The JOIN statement in EMR has the same semantics as a traditional JOIN statement for batch processing. This statement is used to combine data from two tables.
Syntax
tableReference [, tableReference ]* | tableexpression
[ joinType ] JOIN tableexpression [ joinCondition ];
Parameters in the syntax:
- tableReference: a table name
- tableexpression: an expression
- joinCondition: a JOIN condition
Limits
When you perform JOIN operations on streaming data, some JOIN types are not supported. For more information, see Spark documentation.

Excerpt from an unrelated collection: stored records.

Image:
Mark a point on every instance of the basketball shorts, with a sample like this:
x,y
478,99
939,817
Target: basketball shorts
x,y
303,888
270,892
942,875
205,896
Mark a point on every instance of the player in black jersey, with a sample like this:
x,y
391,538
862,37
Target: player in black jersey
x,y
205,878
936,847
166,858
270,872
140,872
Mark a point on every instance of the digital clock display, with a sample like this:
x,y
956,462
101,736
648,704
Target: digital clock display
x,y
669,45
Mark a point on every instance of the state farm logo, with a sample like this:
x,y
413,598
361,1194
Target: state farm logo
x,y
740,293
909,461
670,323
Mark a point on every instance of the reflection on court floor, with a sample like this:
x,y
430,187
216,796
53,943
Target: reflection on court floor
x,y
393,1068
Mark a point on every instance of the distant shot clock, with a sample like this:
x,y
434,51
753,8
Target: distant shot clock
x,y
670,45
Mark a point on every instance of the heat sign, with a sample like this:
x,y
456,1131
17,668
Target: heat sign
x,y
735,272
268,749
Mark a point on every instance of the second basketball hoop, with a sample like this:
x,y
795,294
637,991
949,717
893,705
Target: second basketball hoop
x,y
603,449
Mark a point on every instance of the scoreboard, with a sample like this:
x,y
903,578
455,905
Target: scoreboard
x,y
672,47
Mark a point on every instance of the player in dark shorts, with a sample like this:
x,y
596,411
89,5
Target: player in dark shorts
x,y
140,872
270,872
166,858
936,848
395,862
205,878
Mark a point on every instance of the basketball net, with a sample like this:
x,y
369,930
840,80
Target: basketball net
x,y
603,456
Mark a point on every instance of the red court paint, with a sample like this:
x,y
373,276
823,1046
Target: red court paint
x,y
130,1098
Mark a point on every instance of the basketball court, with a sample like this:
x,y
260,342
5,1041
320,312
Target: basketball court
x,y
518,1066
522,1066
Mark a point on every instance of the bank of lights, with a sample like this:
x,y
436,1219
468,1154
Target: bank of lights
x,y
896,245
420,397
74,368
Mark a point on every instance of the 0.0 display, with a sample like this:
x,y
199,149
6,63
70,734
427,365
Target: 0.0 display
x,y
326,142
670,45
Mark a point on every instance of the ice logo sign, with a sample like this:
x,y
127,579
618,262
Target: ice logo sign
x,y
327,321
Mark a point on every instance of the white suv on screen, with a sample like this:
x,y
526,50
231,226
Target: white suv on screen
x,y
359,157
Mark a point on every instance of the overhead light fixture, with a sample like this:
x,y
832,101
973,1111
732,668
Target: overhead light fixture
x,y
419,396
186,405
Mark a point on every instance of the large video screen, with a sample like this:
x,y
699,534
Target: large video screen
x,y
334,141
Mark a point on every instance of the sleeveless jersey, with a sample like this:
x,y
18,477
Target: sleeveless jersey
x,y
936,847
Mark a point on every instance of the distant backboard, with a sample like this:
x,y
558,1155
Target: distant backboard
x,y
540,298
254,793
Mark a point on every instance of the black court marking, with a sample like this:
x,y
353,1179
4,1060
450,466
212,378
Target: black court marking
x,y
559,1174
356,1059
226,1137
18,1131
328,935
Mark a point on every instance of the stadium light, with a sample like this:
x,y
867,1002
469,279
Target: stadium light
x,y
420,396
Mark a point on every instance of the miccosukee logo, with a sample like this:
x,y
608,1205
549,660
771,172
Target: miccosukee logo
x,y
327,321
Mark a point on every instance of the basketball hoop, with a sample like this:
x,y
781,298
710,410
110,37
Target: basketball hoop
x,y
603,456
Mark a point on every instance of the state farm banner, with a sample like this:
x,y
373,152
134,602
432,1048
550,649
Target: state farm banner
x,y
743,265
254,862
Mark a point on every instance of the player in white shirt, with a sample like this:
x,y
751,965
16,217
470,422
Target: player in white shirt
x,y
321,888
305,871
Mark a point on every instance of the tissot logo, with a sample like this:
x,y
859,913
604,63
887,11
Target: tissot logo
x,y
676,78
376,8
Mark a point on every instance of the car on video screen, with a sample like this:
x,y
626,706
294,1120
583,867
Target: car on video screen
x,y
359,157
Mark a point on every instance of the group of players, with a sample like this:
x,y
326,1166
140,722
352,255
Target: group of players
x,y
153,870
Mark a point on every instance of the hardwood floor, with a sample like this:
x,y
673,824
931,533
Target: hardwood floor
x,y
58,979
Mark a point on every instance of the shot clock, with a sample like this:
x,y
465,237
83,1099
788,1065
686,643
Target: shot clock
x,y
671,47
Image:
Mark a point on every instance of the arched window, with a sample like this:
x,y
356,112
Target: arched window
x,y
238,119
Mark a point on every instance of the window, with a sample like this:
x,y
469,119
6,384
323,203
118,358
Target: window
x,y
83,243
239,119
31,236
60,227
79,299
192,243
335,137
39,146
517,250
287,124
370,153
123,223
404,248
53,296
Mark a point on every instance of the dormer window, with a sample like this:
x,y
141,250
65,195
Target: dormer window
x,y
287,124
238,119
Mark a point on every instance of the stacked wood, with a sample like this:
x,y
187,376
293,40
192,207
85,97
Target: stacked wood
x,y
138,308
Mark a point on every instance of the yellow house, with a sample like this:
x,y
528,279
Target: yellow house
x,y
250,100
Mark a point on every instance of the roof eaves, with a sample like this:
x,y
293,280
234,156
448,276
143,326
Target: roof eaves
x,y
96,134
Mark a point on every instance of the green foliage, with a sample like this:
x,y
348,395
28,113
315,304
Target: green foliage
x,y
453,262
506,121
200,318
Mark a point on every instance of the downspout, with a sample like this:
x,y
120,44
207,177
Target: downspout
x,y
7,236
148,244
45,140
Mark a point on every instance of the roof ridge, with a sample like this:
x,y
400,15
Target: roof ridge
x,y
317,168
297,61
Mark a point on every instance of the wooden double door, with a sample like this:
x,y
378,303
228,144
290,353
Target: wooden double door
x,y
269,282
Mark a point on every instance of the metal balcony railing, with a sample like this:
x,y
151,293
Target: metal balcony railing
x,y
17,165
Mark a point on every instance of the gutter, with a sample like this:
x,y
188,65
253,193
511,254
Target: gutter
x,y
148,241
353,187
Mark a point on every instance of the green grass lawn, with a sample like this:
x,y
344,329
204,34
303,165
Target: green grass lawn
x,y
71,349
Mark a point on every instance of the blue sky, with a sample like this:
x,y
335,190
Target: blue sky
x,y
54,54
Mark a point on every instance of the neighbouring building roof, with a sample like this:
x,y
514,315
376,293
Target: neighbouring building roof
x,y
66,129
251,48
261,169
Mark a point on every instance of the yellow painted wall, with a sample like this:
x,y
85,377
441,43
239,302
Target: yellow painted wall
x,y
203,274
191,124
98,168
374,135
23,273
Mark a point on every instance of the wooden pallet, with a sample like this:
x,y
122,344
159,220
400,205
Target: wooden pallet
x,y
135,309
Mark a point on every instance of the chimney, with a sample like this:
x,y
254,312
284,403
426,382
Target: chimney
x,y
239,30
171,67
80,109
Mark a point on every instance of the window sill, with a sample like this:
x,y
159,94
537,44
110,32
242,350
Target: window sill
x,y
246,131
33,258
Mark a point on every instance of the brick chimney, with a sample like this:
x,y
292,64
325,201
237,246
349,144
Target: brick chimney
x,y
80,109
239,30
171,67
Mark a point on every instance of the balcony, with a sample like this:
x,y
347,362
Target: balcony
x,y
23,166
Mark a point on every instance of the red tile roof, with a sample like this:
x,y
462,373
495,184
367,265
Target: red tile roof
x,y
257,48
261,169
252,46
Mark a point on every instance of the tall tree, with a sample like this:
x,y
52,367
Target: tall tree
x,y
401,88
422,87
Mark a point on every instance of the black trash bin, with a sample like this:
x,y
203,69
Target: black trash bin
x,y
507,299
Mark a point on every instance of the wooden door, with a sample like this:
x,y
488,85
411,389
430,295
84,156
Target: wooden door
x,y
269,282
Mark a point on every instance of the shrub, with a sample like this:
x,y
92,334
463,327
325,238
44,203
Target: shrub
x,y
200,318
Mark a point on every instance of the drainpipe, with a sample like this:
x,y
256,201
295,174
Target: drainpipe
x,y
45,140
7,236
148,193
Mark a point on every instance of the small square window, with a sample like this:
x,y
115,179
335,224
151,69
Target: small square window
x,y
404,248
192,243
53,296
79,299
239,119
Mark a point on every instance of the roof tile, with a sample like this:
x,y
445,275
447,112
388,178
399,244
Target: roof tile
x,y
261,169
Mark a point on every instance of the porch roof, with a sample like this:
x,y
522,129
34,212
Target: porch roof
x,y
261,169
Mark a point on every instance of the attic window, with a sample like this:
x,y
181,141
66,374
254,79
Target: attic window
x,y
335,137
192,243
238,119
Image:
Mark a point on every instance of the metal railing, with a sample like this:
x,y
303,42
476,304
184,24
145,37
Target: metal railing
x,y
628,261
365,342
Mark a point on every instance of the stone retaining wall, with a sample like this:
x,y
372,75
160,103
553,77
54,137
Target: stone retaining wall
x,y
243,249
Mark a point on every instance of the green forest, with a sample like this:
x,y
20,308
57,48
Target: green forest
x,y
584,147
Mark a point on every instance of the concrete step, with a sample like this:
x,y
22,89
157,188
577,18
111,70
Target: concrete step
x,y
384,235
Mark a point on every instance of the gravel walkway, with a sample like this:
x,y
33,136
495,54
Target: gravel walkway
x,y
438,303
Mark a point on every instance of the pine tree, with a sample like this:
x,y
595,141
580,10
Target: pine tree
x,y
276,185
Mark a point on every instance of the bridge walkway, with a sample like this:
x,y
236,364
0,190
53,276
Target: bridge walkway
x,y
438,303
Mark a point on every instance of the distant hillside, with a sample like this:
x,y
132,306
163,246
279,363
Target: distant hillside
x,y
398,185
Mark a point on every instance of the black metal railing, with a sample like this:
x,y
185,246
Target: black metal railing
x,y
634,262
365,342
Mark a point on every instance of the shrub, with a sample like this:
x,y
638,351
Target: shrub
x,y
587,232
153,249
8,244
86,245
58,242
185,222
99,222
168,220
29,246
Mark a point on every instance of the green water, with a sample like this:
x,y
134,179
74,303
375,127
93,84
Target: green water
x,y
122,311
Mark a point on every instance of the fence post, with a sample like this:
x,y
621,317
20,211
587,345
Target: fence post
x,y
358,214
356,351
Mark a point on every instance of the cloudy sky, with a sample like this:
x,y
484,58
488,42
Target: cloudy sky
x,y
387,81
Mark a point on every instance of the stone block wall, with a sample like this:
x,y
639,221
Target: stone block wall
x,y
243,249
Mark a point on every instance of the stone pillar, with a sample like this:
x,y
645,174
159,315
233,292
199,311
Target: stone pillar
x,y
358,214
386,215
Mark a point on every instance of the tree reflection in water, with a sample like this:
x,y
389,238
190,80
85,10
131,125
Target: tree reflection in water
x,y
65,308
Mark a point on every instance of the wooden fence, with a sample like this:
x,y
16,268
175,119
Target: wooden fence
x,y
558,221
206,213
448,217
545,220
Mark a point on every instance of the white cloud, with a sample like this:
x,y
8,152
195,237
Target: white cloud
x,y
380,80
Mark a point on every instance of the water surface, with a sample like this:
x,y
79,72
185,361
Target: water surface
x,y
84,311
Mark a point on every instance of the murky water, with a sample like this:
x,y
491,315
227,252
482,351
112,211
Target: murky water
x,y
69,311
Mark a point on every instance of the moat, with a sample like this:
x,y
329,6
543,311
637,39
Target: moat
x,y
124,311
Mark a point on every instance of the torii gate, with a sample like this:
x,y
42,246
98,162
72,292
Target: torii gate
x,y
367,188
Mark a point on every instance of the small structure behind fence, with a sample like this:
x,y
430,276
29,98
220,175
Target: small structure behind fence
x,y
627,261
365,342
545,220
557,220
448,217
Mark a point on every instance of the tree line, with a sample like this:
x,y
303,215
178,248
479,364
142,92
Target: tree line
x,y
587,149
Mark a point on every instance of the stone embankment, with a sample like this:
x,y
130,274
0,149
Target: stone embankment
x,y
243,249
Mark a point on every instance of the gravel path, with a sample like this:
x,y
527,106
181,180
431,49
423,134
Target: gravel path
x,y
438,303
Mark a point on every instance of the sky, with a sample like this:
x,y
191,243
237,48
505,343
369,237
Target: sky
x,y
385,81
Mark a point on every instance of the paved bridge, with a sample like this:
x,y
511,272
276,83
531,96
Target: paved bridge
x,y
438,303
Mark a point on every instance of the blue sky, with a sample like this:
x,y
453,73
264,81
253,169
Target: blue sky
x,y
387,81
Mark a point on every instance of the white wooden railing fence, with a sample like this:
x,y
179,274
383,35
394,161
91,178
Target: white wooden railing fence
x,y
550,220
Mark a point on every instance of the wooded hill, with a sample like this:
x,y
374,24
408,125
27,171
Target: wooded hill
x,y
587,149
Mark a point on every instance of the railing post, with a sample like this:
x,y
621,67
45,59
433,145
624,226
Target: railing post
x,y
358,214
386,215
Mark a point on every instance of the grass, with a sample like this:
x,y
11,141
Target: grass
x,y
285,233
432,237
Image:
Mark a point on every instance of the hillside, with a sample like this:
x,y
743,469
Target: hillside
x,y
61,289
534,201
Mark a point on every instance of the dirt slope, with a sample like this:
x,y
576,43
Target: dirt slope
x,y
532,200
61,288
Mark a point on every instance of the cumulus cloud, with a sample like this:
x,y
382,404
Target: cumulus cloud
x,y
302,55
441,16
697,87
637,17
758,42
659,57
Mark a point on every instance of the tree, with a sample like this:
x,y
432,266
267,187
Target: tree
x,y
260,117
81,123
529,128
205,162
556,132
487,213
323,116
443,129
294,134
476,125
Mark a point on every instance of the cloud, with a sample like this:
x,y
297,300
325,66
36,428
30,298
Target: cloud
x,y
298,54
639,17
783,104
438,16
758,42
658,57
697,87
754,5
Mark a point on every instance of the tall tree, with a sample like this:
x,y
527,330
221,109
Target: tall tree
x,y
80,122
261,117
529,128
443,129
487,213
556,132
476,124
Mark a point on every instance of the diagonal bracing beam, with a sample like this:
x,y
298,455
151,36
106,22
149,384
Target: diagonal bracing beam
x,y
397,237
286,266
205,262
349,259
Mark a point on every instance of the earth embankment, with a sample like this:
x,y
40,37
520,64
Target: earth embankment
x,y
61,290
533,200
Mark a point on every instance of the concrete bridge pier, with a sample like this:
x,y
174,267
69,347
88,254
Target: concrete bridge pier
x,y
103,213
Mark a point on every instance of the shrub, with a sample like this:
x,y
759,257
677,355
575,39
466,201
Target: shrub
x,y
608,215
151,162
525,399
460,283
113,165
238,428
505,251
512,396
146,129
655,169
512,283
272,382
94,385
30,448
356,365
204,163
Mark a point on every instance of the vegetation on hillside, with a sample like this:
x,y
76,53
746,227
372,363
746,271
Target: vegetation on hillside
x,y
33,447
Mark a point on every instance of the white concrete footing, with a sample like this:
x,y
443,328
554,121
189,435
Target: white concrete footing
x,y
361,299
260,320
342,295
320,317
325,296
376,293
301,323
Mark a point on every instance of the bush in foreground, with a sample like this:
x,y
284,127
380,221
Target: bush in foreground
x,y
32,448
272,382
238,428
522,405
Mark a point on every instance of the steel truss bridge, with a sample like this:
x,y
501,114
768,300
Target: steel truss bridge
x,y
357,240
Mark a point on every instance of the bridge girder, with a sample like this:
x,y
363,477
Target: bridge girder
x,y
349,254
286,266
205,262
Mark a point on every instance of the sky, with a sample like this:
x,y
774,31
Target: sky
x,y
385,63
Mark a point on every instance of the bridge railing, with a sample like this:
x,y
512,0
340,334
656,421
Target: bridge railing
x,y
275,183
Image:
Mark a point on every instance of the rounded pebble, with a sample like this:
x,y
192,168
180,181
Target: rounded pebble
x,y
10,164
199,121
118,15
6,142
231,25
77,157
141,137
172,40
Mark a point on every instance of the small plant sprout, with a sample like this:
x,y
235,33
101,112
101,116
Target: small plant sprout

Left table | Right table | JOIN type | Supported |
---|---|---|---|
Streaming table | Static table | INNER JOIN | Yes |
LEFT OUTER JOIN | Yes | ||
RIGHT OUTER JOIN | No | ||
FULL OUTER JOIN | No | ||
Static table | Streaming table | INNER JOIN | Yes |
LEFT OUTER JOIN | No | ||
RIGHT OUTER JOIN | Yes | ||
FULL OUTER JOIN | No | ||
Streaming table | Streaming table | INNER JOIN | Yes |
LEFT OUTER JOIN | Yes | ||
RIGHT OUTER JOIN | Yes | ||
FULL OUTER JOIN | No |